If you become incapacitated or disabled and do not have these documents in place, your family would have to go through the probate court to have someone officially appointed your guardian before anyone could make decisions on your behalf.

Additional Documents to Consider

The Will, Power of Attorney and Health Care Proxy are the essential basic three documents that everyone should have.

In addition, depending on your particular situation, you might consider setting up a single Revocable Trust (also called a "Living Trust") to: (a) provide for specified ages of distribution to children or other beneficiaries (a Trustee would be able to give them money before those ages), and/or; (b) to avoid the 1+ year probate process at your death, keeping your asset information out of the public records of the local probate court.

A married couple with a taxable estate might also consider setting up two Revocable Trusts to reduce the federal and/or MA estate tax that might be due at the second spouse's death (in addition to the benefits of the single Trust, mentioned above).  You may have heard that under the new federal tax law, the federal estate tax is now only for estates over $5 million, but MA still has its own estate tax for estates over $1 million (which includes all assets, even the value of life insurance).

Some might also consider setting up an Irrevocable Trust for life insurance, in order to exclude the full value of life insurance from federal and/or MA estate taxes.

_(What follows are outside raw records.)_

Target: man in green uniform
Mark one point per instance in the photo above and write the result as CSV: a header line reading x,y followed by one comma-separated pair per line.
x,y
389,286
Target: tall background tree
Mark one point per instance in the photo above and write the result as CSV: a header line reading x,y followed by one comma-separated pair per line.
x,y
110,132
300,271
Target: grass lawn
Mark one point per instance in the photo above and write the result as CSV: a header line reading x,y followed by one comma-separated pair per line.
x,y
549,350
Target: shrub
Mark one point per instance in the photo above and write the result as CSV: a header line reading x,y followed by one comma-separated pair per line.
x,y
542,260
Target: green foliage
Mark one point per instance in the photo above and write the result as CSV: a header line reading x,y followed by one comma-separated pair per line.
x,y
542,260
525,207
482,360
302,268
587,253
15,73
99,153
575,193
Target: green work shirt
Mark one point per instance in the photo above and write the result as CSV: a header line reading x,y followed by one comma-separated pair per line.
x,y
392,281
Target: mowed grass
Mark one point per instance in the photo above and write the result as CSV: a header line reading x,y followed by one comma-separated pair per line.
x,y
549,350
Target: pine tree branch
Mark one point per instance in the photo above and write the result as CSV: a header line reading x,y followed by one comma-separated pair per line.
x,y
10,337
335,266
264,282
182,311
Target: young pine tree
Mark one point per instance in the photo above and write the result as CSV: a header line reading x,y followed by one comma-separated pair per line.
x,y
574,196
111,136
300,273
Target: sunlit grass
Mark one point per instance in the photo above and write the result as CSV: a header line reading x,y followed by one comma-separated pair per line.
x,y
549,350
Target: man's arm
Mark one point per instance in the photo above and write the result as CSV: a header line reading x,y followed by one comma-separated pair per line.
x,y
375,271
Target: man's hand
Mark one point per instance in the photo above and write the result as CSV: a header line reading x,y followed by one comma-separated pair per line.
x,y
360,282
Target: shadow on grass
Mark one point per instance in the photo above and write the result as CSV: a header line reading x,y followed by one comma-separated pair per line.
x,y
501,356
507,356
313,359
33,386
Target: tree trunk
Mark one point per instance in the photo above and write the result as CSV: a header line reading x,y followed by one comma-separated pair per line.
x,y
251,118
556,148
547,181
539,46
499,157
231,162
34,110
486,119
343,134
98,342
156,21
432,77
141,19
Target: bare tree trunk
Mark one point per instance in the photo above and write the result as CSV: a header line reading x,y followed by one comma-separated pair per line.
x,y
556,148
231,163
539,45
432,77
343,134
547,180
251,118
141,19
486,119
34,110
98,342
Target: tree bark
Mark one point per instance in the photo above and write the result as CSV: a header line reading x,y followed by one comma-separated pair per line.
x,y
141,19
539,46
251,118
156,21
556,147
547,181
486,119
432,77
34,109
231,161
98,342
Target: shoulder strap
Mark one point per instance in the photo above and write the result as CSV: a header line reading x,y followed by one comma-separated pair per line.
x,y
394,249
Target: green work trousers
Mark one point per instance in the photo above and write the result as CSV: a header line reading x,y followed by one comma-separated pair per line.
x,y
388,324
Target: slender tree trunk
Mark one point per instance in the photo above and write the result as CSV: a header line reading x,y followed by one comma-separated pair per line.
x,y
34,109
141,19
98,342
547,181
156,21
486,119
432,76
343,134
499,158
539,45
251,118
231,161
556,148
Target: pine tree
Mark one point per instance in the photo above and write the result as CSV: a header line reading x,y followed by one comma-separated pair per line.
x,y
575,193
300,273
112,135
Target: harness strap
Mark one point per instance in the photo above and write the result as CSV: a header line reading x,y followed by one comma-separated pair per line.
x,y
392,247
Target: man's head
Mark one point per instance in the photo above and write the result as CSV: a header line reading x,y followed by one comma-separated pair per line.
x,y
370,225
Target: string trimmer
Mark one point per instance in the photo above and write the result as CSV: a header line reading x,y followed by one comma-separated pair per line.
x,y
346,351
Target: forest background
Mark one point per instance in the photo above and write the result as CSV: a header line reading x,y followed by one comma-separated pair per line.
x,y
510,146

Probate and Estate Administration

Harsip & Stuart also helps clients with the probate process (or estate administration if no probate is required) after the death of a loved one. We work with the family to help the personal representative (known as the executor or administrator) to file the appropriate papers to proceed with the probate process. If the estate is taxable, we can help prepare any required federal or state estate tax returns. Or, we can refer you to a qualified certified public accountant to work with you on the estate tax returns.

Schedule a Consultation to Learn More About Harsip & Stuart

Our goal is to ensure all the "i's" are dotted and "t's" crossed. We want estate planning to be a positive experience for you. We will do our best to educate you about your choices so that you feel completely comfortable with your decisions. Whatever your specific needs are in this area, we have the experience to properly advise you on the best course of action. Contact us now to make an appointment to meet with one of our attorneys to learn what will work for you.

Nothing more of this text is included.